Die Wiener FPÖ fordert angesichts der zusätzlichen Mittel für die Bedarfsorientierte Mindestsicherung in Wien eine Streichung derselben für “Asylanten” sowie den “sofortigen Rücktritt” von Sozialstadträtin Sonja Wehsely (SPÖ). “Das wird zusehends ein Fass ohne Boden”, zeigte sich der blaue Vizebürgermeister Johann Gudenus am Mittwoch entsetzt über die Entwicklung. “Die Stadtkasse ist ohnehin schon leer, die Verschuldung Wiens steigt stetig an, Entspannung am Arbeitsmarkt ist keine in Sicht. SPÖ und Grüne halten jedoch eisern daran fest, jedem der kommt, Geld in den Rachen zu werfen”, konstatierte Gudenus. Wiener, die “Jahrzehnte ins System eingezahlt hätten”, würden immer öfter “durch die Finger” schauen.

Wenig überrascht zeigte sich die Wiener NEOS-Chefin Beate Meinl-Reisinger: “Es war absehbar, dass die Stadt das heurige Budget im Bereich der Mindestsicherung wegen höherer Kosten nachjustieren wird müssen.” Wehsely solle die Schuld nun aber nicht auf die zusätzlichen Asylberechtigten oder die steigenden Arbeitslosenzahlen schieben, sondern endlich handeln und für sinnvolle Reformen sorgen, verlangte sie.

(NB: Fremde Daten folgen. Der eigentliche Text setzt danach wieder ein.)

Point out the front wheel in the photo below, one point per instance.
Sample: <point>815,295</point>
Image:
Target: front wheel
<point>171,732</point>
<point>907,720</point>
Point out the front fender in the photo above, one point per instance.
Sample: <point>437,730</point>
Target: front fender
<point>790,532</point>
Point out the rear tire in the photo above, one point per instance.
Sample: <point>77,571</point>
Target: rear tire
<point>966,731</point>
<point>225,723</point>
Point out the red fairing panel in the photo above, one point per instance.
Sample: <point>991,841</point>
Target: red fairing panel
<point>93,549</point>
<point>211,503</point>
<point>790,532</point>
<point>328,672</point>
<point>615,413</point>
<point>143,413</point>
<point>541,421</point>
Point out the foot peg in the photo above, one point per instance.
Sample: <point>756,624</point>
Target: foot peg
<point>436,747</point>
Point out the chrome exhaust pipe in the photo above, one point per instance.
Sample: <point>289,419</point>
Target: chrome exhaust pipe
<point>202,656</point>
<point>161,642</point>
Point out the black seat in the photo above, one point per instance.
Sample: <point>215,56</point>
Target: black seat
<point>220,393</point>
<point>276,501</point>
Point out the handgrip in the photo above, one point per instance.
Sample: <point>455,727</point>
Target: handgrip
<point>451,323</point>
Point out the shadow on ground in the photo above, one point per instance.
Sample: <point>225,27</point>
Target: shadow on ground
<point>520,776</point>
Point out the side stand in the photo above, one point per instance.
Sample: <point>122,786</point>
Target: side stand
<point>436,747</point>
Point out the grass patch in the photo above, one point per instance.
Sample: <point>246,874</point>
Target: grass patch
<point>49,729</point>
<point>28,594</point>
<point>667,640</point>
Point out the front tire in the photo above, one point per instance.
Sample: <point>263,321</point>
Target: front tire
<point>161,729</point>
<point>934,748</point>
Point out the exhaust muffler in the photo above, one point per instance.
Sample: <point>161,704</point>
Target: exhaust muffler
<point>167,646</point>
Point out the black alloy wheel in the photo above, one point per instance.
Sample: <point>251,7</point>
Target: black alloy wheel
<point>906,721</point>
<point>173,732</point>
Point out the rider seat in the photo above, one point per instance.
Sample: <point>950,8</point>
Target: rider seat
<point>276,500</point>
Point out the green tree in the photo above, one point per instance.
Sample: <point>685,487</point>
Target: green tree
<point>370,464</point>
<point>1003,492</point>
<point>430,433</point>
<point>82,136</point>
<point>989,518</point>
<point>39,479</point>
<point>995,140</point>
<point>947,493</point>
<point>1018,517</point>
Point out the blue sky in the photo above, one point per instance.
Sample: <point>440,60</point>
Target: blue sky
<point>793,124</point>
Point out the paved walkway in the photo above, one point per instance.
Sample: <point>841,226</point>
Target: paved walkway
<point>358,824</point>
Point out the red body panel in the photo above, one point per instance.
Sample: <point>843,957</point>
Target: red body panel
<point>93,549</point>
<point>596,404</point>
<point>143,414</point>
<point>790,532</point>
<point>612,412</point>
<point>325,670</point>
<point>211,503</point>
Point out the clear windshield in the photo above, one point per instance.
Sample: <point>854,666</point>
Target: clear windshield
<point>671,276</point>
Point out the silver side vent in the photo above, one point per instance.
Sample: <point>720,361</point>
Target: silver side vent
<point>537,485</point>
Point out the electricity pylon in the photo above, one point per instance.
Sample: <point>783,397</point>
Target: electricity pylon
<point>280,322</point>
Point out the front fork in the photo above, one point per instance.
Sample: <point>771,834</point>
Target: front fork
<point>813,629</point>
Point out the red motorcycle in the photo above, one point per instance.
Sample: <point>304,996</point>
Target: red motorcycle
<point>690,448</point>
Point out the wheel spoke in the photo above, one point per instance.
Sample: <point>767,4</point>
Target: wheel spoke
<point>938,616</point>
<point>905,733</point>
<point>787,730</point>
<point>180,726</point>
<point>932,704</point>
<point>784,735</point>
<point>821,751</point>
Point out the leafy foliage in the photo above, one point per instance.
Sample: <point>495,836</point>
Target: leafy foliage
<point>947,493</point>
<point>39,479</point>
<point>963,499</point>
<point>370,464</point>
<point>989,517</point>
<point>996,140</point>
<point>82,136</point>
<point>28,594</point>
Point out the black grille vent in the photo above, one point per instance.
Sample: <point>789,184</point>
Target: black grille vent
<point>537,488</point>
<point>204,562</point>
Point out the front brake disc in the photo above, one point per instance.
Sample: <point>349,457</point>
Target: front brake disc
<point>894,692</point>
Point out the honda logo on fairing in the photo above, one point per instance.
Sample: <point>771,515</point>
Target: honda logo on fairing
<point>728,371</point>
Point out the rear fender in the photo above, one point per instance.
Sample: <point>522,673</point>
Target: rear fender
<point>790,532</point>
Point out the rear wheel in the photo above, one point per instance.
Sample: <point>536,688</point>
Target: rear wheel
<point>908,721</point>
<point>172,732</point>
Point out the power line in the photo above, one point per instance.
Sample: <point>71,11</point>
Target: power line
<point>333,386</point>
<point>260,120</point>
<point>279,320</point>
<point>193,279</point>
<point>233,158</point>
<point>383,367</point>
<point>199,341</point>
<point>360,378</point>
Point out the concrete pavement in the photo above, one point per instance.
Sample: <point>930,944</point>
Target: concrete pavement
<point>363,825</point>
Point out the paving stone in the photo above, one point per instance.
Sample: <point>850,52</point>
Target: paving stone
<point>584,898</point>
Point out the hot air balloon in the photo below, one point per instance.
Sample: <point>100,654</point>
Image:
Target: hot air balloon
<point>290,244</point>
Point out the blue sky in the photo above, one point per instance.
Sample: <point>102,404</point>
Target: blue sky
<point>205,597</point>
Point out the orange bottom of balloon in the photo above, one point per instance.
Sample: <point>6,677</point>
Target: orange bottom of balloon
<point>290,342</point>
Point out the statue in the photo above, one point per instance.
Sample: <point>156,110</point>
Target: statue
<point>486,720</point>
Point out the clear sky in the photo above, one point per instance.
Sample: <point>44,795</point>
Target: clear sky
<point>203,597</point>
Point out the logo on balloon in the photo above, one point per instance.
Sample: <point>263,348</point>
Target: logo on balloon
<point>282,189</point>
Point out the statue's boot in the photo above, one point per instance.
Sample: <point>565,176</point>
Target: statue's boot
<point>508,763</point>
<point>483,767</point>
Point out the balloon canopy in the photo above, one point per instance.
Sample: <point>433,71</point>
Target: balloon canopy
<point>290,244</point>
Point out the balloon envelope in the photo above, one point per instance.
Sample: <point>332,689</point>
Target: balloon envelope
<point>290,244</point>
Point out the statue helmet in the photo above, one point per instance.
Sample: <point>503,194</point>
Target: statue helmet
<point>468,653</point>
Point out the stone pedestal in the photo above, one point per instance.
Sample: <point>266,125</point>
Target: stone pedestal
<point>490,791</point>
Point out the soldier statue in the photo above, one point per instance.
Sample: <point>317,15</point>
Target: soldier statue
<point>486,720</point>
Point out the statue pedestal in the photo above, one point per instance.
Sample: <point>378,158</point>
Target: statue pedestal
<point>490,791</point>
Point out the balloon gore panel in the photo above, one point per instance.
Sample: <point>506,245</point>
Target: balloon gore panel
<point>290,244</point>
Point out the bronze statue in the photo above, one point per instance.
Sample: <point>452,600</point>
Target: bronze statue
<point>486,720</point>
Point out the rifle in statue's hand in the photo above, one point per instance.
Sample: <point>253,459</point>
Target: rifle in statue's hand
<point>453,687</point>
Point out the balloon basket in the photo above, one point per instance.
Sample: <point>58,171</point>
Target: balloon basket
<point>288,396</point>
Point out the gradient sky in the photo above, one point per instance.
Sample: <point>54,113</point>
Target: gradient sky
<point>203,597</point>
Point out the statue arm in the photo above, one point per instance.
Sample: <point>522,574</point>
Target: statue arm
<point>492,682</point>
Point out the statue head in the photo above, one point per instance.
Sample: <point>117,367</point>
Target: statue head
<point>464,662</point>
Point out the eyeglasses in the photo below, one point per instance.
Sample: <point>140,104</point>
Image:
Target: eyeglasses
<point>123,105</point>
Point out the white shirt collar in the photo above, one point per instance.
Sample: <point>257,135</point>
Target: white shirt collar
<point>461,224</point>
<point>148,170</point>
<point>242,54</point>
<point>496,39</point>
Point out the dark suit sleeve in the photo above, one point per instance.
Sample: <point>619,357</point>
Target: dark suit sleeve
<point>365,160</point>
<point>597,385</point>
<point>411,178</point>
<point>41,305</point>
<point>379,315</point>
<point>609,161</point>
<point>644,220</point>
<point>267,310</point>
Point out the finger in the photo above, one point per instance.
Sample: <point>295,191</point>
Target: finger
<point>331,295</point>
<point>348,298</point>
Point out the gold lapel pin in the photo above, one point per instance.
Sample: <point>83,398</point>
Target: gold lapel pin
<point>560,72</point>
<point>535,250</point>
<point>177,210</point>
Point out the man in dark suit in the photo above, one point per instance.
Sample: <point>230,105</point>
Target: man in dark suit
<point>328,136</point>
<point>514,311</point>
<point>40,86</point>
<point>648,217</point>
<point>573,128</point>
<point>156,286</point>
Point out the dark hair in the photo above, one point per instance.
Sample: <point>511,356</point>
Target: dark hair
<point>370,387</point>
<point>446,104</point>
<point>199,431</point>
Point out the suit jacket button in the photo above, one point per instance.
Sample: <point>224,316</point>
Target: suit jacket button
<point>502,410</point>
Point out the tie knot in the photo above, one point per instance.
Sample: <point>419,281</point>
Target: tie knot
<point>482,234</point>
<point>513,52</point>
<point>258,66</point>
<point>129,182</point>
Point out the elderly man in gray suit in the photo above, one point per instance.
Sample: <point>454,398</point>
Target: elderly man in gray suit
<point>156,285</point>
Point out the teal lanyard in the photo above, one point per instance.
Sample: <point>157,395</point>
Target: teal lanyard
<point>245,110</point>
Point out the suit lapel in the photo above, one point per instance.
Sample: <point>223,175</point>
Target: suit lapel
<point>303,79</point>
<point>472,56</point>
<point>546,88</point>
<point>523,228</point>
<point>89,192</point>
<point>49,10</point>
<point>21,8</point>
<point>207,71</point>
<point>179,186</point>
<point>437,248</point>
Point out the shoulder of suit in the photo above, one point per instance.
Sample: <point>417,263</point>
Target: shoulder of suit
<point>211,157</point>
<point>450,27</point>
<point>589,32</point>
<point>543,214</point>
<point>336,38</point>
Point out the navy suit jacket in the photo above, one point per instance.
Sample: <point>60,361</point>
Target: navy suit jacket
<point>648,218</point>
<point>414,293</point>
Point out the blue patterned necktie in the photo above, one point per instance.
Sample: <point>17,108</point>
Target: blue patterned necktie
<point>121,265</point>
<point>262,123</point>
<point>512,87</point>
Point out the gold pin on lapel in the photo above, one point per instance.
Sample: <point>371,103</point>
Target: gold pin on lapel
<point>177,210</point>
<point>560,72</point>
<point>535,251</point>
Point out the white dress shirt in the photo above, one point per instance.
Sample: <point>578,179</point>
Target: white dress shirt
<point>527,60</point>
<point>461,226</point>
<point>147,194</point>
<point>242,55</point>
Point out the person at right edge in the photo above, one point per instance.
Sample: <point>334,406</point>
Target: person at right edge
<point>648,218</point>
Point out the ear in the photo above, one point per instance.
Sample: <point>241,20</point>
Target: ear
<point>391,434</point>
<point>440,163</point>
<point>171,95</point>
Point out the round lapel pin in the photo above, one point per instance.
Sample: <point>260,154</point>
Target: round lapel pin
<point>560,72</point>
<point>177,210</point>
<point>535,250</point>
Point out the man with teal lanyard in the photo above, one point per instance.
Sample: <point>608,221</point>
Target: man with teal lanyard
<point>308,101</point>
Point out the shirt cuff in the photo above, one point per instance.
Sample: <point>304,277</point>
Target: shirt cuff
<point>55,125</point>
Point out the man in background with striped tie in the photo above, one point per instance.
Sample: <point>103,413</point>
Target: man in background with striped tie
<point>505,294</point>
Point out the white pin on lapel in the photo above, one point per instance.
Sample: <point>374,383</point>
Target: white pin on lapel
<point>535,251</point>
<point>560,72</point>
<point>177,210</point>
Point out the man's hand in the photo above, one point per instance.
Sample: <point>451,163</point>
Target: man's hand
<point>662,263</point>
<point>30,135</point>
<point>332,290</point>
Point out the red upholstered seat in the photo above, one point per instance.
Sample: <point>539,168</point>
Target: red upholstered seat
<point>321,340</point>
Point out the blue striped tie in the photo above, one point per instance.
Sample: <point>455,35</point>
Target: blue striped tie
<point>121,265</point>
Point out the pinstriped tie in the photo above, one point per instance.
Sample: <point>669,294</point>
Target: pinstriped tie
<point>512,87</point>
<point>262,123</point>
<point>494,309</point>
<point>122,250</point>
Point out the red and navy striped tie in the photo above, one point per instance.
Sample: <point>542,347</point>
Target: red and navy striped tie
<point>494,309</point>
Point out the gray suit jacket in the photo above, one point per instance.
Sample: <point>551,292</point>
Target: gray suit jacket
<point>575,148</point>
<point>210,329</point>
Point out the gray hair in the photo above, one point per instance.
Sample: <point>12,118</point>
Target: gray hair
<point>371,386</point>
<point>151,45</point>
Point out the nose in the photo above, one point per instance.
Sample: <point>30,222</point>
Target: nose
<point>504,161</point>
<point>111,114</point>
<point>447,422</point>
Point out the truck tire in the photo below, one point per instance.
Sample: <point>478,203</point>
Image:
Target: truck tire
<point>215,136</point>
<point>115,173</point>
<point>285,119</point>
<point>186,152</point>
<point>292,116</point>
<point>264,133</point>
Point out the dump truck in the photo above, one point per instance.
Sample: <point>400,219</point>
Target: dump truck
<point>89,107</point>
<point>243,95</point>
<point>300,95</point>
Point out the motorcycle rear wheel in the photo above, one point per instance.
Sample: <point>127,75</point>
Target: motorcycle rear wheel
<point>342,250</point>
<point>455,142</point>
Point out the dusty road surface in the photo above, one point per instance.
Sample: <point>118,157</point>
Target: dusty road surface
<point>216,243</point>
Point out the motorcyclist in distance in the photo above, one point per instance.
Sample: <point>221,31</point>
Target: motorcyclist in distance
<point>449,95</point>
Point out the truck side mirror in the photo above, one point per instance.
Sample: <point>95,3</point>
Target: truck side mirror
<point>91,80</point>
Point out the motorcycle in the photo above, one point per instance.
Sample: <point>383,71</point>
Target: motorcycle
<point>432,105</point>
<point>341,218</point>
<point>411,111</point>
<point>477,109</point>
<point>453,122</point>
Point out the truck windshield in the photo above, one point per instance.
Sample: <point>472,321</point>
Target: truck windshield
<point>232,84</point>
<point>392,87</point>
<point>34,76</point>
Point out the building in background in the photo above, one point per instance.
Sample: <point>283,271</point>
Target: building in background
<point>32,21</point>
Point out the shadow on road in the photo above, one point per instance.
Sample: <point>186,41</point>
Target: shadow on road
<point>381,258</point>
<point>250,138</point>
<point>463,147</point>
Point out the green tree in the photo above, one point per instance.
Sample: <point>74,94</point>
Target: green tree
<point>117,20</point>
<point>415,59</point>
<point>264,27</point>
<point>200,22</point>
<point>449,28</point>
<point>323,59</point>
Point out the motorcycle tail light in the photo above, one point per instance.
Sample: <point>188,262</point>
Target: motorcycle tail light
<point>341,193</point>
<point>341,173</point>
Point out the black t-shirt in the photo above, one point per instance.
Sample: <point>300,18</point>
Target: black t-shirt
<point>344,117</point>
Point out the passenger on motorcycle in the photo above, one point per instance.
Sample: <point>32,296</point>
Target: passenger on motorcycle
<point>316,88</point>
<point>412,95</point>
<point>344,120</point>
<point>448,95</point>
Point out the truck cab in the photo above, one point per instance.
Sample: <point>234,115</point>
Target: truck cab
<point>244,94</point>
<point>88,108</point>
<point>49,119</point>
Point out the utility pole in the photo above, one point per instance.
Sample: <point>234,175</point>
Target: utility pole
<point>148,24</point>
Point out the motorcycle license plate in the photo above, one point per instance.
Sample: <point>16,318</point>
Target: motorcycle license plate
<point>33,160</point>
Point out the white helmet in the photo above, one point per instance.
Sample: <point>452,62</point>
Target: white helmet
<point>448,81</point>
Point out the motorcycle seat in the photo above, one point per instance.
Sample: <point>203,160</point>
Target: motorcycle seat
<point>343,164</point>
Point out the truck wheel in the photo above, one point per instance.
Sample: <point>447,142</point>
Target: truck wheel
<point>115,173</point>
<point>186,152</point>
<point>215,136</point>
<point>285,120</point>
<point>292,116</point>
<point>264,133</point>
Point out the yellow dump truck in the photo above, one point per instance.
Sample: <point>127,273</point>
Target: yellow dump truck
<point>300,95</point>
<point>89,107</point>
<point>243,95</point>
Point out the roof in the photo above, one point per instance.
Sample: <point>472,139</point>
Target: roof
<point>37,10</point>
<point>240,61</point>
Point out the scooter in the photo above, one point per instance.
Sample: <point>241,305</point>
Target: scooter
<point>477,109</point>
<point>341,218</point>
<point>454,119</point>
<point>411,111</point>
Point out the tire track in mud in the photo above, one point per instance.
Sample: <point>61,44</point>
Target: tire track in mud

“Wenn die Zahl der Arbeitslosen in Wien weiter steigt, dann hat das mit der verfehlten Wirtschafts- und Bildungspolitik der Stadt zu tun. Die Unternehmerinnen und Unternehmer stöhnen unter der Bürokratie und unter den Vorgaben. Das Einstellen von weiteren Arbeitnehmerinnen oder Arbeitnehmern wird schwer gemacht”, klagte die NEOS-Politikerin. Sie forderte unter anderem eine Einschleifregelung, damit es sich “immer auszahlt”, arbeiten zu gehen, egal wie viel man verdiene.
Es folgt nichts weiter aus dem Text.